There is one other counterintuitive fact about spheres I can't help but mention. If you are like me, then based on our experiences in two and three dimensions, we think of circles and spheres as being nearly as large as the smallest square or cube which contains them. But this is actually wrong. A circle fit tightly into a square covers 78% of the area inside the square. A sphere inside a cube covers only 52% of the volume of the cube. In ten dimensions, 99+% of the volume of a cube is outside the biggest sphere you can fit inside the cube. And it only gets worse as the dimension climbs. John Cook has a blog post where he talks about this peculiar phenomenon. Our intuition is stunted by everyday experience. It is a dangerous guide in higher dimensions.

[1] Wilson Bentley took absolutely amazing photos of snowflakes in the late 1800s. See here for more about him and his photos.

[2] Image from the copy of De Nive Sexangula in the University of Oklahoma History of Science Collection. Original copies of Kepler's essay are incredibly rare. Only a dozen or so exist in North America. The OU history of science collection is one of the best in the country and De Nive Sexangula is only one of its many treasures.

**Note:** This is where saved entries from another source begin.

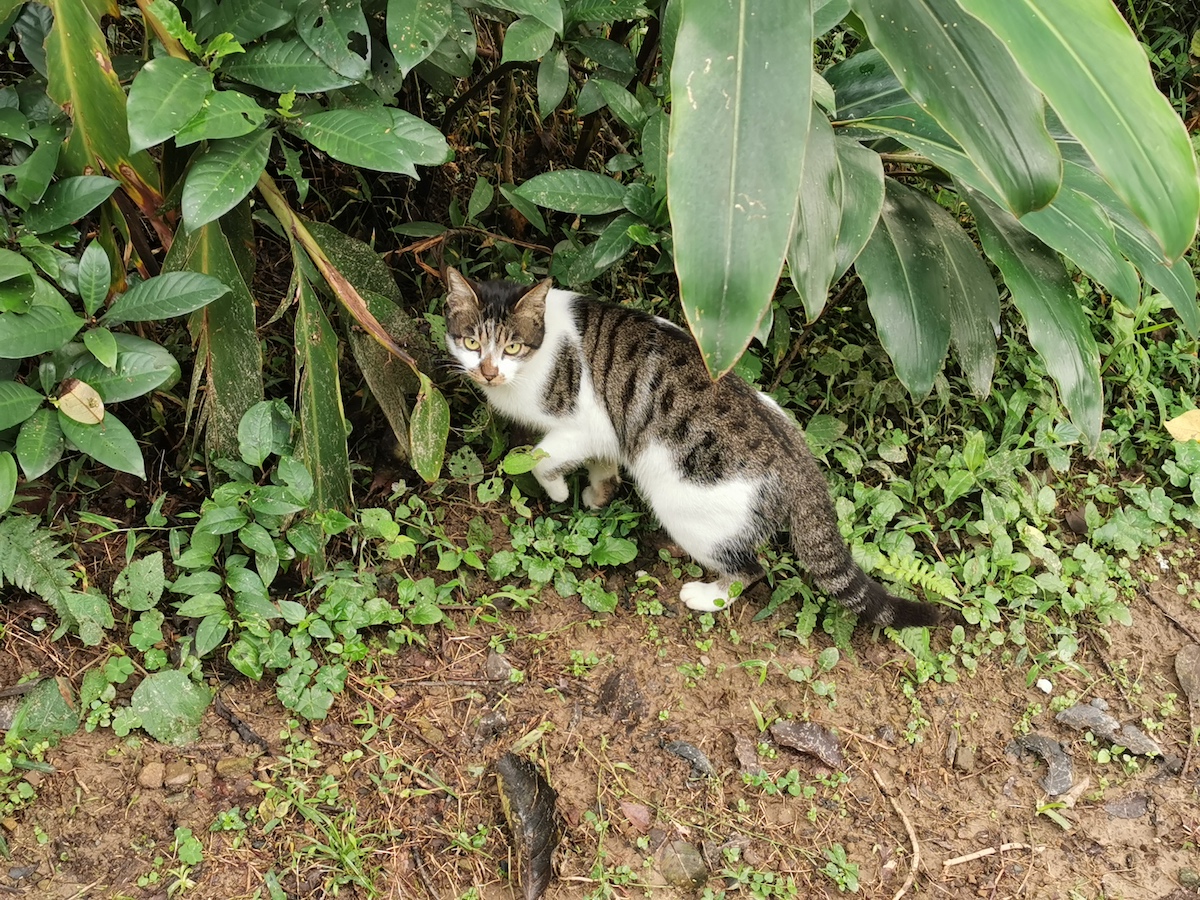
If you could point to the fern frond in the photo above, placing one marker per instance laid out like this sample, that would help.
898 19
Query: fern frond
912 570
34 559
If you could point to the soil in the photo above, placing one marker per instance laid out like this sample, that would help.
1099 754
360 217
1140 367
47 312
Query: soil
405 767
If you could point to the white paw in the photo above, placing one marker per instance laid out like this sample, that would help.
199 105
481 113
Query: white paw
705 597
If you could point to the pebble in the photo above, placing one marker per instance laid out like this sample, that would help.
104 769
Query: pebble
151 775
683 865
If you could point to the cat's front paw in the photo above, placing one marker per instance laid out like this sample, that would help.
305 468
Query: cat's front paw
705 597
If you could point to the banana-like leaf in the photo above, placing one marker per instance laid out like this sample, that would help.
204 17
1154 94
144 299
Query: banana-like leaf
1056 323
963 76
322 445
227 348
1087 63
732 193
903 268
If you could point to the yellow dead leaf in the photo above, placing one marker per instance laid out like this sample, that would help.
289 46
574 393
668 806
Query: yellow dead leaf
1185 427
79 401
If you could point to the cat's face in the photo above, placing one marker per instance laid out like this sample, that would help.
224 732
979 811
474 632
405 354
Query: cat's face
492 329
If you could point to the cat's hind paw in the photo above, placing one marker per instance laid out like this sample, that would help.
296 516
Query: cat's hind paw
705 597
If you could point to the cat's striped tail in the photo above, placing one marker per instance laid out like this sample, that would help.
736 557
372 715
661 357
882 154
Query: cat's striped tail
821 550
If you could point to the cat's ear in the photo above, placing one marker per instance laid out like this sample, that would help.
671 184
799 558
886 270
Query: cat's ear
533 303
461 298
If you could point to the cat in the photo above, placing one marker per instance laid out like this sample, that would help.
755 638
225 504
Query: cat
611 388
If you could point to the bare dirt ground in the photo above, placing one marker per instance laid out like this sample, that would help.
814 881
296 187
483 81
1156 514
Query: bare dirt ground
401 771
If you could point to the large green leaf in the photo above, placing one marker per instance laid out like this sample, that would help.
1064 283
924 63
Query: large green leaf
574 191
965 78
108 442
732 192
903 268
336 30
862 198
1083 55
376 138
163 96
221 177
322 445
67 201
415 28
227 349
163 297
811 258
1056 324
283 66
17 403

[3] Here we are counting two wallpaper patterns the same if they have the same collection of symmetries. This collection is called a wallpaper group and there are only 17 truly distinct wallpaper groups. There is a nifty webpage called Escher Sketch which lets you use the wallpaper groups (when you click on p4g or p31m you're choosing a wallpaper group) to create cool Etch-a-Sketch style designs.

[4] See here for very nice article by the AMS on Penrose tilings. It includes a Java applet if you want to create Penrose tilings of your own!

[5] Maybe the confidence is misplaced; after all, to err is human.